Plus tard, la fin de vie d’Elvis fût terrifiante : En tenue de scène combinaison lamée rutilante, il se transforma en Big Mac baroque, en pachyderme boursouflé, larmoyant de sueur, suintant les larmes, l’eau de toilette Fabergé et le beurre de cacahuètes. Le caruso du vieux sud filait droit vers la mort à bord de ce « Mystery Train » fatidique qu’il avait tant chanté. L’amour l’avait tué quand Priscilla, son épouse l’avait quitté pour Mike Stone son prof de karaté hawaïen.

Aussi, lorsqu’un film, un biopic inattendu ou un documentaire (Netflix) évoque pour la énième fois, la carrière du roi du rock, je suis sur mes gardes. Qu’ai-je donc à apprendre que je ne sais déjà ? Ce type fait partie de ma famille, alors ?

Au départ, le sujet, me semble-t-il, est bon et mérite notre indulgence… (il s’agit d’Elvis quand même, pas de Dick Rivers ni de Patrick Topaloff) et davantage, lorsque le script se trouve revitalisée par une nouvelle et jeune équipe (producteur, réalisateur), remasterisé, scénarisée en une dramaturgie originale, un point de vue inédit et servi par un casting sans failles… Bingo ! Je tombe dans le panneau, ravi, ému et dépucelé encore… Le King me tue…

Car voilà, bientôt sur les écrans, ELVIS, le film australo-américain, réalisé par Baz Luhrmann, avec le jeune Austin Butler dans le rôle-titre et l’incontournable Tom Hanks, dans la peau du colonel Parker, producteur manipulateur du King. On découvre ainsi, la relation intense, mitigée, conflictuelle entre l’impresario et son poulain. Priscilla est interprétée par l’émouvante Olivia de Jonge et les bandes masters ont été remixées avec la voix originale (et l’accord de la Presley Enterprise Limited).

Après la projection, j’ai eu une révélation :

– Une chose est sûre, me suis-je dit. Là où il se cache, et sûrement aux states, le fugitif Xavier de Ligonnès va se précipiter dans le premier cinéma, applaudir le héros de notre jeunesse versaillaise. Xavier se rappellera-il, que je conserve toujours sa collection de 33 tours d’Elvis qu’il m’avait offerte avant de partir à l’armée ?

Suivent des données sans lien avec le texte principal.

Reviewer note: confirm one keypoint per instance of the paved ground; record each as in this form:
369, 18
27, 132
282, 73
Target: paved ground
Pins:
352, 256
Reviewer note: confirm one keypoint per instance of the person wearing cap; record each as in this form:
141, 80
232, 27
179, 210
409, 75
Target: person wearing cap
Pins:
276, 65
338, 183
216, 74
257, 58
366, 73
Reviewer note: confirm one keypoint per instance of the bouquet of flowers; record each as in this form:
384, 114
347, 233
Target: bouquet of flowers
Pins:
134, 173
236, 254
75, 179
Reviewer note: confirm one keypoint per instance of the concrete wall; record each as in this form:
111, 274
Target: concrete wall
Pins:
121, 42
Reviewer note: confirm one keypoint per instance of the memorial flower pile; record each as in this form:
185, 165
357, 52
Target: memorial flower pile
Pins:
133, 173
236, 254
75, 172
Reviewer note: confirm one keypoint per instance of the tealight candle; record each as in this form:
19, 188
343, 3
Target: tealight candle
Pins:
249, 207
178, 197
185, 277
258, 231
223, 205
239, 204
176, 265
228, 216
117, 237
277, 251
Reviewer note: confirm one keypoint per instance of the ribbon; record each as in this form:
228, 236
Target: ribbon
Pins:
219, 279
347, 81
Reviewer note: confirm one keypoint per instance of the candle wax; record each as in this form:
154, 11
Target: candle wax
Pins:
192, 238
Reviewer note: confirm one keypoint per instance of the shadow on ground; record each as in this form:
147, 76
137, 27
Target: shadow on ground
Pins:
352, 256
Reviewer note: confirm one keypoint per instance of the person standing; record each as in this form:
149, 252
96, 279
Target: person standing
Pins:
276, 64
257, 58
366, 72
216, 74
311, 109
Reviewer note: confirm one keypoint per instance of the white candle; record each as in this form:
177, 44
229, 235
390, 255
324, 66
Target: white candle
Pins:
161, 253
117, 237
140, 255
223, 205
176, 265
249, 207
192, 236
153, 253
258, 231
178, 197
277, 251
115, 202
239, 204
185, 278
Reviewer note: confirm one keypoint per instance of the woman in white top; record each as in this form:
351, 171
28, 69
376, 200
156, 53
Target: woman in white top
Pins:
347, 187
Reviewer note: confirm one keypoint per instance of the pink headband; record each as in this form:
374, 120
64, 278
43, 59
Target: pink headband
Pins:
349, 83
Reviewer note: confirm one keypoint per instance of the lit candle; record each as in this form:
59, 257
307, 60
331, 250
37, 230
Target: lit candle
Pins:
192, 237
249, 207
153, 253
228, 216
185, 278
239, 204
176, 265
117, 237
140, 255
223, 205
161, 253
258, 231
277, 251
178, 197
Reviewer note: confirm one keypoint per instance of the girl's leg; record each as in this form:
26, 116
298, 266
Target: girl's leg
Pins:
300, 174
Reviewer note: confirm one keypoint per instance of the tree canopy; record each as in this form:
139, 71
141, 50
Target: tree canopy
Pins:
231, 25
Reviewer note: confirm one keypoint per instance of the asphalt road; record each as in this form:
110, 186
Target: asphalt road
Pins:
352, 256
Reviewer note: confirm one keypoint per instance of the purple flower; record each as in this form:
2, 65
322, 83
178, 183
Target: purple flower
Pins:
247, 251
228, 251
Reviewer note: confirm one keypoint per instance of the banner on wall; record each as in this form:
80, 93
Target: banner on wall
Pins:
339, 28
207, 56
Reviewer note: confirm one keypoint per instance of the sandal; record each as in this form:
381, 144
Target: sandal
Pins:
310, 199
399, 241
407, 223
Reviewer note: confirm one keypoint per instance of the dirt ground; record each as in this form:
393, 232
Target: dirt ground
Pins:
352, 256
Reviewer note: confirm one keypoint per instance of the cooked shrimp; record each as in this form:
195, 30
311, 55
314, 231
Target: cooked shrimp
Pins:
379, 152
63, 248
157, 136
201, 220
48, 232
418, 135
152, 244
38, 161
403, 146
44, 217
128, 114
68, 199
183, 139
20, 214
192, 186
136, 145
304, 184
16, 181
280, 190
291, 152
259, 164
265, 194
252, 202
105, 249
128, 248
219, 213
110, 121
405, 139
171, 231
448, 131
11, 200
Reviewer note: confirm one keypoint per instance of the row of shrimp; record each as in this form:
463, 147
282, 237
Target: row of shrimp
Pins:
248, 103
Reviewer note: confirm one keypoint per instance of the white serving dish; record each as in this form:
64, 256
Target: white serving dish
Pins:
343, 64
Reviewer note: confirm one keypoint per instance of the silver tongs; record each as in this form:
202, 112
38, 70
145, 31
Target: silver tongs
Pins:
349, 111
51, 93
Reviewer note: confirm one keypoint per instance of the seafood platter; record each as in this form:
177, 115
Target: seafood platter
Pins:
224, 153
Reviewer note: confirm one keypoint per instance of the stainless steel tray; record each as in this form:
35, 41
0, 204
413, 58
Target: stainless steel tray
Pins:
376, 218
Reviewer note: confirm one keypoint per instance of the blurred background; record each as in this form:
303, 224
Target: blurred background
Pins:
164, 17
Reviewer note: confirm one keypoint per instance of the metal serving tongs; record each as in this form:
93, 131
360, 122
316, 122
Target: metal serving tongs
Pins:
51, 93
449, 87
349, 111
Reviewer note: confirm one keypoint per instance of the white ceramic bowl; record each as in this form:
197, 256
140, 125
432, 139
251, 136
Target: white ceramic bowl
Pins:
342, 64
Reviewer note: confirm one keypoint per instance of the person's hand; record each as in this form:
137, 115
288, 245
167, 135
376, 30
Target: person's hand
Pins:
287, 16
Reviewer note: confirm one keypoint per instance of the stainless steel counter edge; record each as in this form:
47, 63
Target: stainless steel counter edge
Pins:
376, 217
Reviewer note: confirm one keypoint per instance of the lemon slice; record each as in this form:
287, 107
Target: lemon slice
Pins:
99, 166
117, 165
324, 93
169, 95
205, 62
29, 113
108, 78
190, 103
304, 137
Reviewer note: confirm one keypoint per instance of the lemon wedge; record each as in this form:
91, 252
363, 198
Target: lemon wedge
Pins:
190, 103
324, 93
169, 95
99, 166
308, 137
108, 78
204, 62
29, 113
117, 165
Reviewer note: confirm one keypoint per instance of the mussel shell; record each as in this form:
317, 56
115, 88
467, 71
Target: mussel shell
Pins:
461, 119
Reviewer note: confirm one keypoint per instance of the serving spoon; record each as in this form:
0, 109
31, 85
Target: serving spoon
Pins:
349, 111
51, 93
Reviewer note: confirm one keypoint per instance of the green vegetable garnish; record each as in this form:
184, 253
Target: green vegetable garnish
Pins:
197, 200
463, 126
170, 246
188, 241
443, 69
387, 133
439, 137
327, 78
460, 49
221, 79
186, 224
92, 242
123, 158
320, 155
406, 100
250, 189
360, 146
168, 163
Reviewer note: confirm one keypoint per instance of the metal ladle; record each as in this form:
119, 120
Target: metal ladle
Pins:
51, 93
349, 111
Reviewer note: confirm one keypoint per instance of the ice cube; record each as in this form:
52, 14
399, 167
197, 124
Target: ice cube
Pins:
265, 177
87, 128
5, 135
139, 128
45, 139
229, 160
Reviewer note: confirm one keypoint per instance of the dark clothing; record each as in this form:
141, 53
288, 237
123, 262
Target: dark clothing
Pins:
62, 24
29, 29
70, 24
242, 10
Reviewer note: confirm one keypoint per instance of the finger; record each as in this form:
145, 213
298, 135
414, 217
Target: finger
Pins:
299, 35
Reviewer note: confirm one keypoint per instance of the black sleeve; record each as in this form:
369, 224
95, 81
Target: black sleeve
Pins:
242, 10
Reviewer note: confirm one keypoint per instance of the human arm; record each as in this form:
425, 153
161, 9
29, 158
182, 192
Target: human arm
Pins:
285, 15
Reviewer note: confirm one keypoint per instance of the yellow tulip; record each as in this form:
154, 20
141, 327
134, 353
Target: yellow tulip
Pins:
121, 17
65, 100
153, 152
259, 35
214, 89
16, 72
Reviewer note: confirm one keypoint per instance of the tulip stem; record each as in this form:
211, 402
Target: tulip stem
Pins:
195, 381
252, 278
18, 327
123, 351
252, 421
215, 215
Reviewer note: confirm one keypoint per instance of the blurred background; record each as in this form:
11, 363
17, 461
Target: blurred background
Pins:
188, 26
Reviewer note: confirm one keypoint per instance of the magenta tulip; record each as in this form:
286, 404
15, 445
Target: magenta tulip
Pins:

Se souviendra-t-il de ce moment pénible – qui le fit beaucoup rire – lorsqu’un été 1993, je fis un pèlerinage à Graceland, la propriété de Memphis où était enterré Elvis et ses parents. Il faisait une chaleur torride ce jour-là, et profitant d’un groupe de touristes VIP, j’accédais au mausolée couvert de fleurs et tapissé de bibelots commémoratifs. En voulant m’approcher d’une statuette à l’effigie du king, érigée sur la sépulture en marbre, je fus stoppé par une mamie obèse aux cheveux violets :

– Ne marche pas sur la tombe d’Elvis, aboya-t-elle.

Zut ! J’avais gaffé et commis un sacrilège ! Quinze bibendums mâles et femelles, en chemise hawaïenne et en tong me jaugeaient avec mépris et indignation…

Si encore j’avais chaussé des « Blue Suede Shoes »… Ah, ces français…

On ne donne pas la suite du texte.